Sorry humans, but it's time to welcome your new robot overlords. After last night's airing of Jeopardy, it's only a matter of time before our gadgets turn against us, perhaps led by Watson or some other equally intelligent creation. You see, Watson is the name given to IBM's supercomputer, which proved both faster and smarter than the two most decorated Jeopardy champions of all time.

Watson, which is much too large to fit behind a podium, was represented by an avatar and fed the questions via text. This occurred at the same time Jeopardy host Alex Trebek read the questions out loud to Ken Jennings, who hold's Jeopardy's longest win streak ever at 74 games, and Brad Rutter, whose more than $3.2 million in winnings is also a record. But they were no match for Watson, who rang in faster and answered more questions correctly, including a pair of Daily Double questions, one of which Watson was only about 32 percent sure of his answer yet still got it correct.

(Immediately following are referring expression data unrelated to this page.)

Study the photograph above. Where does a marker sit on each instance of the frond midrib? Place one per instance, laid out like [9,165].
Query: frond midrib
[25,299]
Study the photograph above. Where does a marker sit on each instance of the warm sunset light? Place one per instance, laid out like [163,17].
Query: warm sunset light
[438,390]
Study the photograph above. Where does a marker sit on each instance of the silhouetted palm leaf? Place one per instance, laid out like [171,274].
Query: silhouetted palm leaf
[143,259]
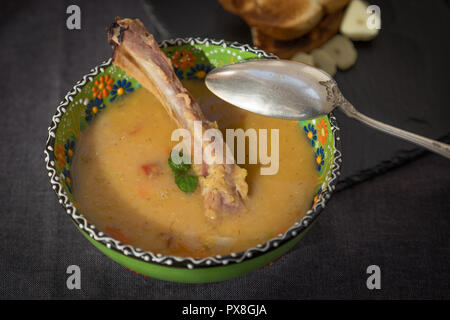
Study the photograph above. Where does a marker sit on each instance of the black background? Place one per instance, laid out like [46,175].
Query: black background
[399,220]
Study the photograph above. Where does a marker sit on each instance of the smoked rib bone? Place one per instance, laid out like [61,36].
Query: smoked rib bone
[136,51]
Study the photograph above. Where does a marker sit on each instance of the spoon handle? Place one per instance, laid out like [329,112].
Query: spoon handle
[432,145]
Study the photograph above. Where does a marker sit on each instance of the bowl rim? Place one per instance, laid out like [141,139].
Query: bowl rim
[295,230]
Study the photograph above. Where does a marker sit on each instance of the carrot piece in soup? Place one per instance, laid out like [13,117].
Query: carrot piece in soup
[117,234]
[151,169]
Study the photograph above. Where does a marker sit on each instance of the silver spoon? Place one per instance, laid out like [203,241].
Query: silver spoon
[292,90]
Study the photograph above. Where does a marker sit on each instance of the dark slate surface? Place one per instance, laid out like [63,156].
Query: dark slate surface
[399,220]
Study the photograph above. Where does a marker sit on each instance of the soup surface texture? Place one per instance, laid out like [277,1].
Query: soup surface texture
[123,184]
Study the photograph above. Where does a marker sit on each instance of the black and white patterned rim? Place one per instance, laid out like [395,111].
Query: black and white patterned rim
[174,261]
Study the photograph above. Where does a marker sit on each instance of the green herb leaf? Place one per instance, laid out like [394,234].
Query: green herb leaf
[186,183]
[179,168]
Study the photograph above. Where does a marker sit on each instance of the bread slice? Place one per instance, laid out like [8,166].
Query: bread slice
[325,30]
[281,20]
[354,24]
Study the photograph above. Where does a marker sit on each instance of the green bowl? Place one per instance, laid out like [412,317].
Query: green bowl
[192,59]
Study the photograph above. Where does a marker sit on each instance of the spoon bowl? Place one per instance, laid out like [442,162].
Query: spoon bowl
[274,88]
[292,90]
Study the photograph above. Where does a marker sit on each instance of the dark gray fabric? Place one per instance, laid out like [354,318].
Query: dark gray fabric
[399,221]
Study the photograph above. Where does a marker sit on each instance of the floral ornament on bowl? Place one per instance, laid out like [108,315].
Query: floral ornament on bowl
[120,88]
[67,179]
[183,59]
[60,156]
[93,108]
[320,158]
[69,149]
[102,86]
[311,133]
[322,131]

Final Jeopardy was more of a formality than a necessity, because by that time, Watson's lead was insurmountable. The only way Watson could lose is if it bet too heavily and got the answer wrong. Watson did, in fact, answer incorrectly, guessing "Toronto" in response to "Its largest airport was named for a World War II hero; its second largest, for a World War II battle." The category was "US Cities." Watson's wager was a mere $947, leaving it with $35,734 compared to $10,400 for Brad Rutter and $4,800 for Ken Jennings. Still, how did Watson get the question wrong?

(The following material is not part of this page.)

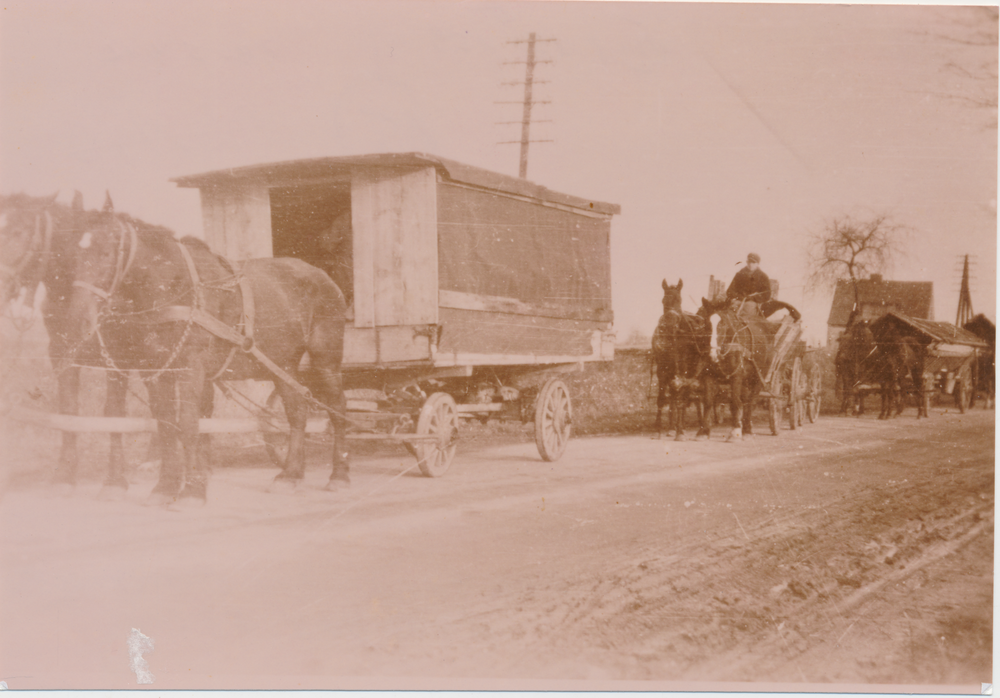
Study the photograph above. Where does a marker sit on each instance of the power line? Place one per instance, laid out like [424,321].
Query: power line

"David Ferrucci, the manager of the Watson project at IBM Research, explained during a viewing of the show on Monday morning that several things probably confused Watson," IBM said in a blog post. "First, the category names on Jeopardy! are tricky. The answers often do not exactly fit the category. Watson, in his training phase, learned that categories only weakly suggest the kind of answer that is expected, and, therefore, the machine downgrades their significance. The way the language was parsed provided an advantage for the humans and a disadvantage for Watson, as well. “What US city” wasn’t in the question. If it had been, Watson would have given US cities much more weight as it searched for the answer. Adding to the confusion for Watson, there are cities named Toronto in the United States and the Toronto in Canada has an American League baseball team. It probably picked up those facts from the written material it has digested. Also, the machine didn’t find much evidence to connect either city’s airport to World War II. (Chicago was a very close second on Watson’s list of possible answers.) So this is just one of those situations that’s a snap for a reasonably knowledgeable human but a true brain teaser for the machine."

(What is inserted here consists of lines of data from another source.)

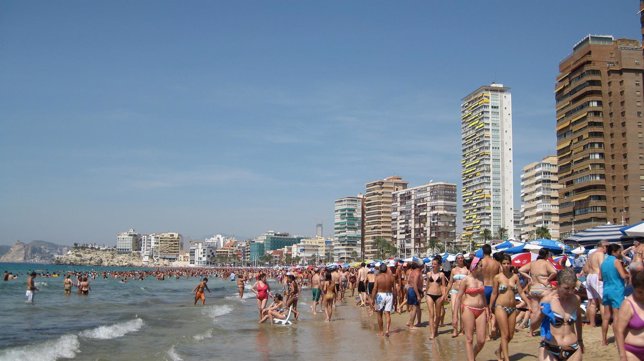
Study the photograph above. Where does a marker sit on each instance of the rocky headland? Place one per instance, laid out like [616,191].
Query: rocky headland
[99,257]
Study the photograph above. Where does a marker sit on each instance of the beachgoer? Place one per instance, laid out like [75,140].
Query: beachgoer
[613,275]
[414,295]
[241,282]
[84,286]
[474,311]
[594,287]
[629,333]
[383,297]
[67,285]
[199,291]
[504,305]
[275,310]
[459,272]
[540,273]
[436,291]
[316,292]
[362,284]
[329,295]
[31,288]
[292,295]
[560,320]
[262,291]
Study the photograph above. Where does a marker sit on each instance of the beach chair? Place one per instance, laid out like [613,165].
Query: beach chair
[285,321]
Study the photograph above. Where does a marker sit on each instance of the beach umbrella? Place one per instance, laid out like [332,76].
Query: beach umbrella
[522,259]
[579,250]
[551,245]
[633,230]
[516,249]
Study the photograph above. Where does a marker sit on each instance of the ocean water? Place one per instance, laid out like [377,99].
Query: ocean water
[142,320]
[156,320]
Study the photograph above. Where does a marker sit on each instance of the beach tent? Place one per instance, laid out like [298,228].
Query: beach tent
[522,259]
[634,230]
[590,236]
[551,245]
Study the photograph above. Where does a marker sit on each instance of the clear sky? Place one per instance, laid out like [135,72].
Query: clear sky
[238,117]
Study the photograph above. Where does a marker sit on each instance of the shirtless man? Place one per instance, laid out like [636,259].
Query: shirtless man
[67,285]
[199,291]
[414,285]
[240,285]
[316,292]
[383,297]
[31,288]
[490,268]
[594,287]
[362,284]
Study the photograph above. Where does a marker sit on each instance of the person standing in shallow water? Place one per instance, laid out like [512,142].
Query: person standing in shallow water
[67,285]
[199,291]
[31,287]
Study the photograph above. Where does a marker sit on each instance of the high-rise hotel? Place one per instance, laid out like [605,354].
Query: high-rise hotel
[347,229]
[486,130]
[378,208]
[424,214]
[600,134]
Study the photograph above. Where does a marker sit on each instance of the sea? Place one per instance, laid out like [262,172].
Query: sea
[156,320]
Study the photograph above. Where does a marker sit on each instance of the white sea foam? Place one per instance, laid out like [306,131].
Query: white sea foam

Fair enough explanation, but did Watson have an unfair advantage?

"My main question regarding Watson, is, doesn't he have a great advantage due to his reaction time to push the button way before the other 2 contestants? It seems unfair that he can ring in every time before the other 2 humans with slow reaction times," someone posted on Jeopardy's Facebook page.

That would seem to the be the case, but it doesn't take away from Watson's impressive ability to formulate a correct response from sometimes ambiguous clues.

The man versus machine competition concludes tonight in round 3. Will you be tuning in?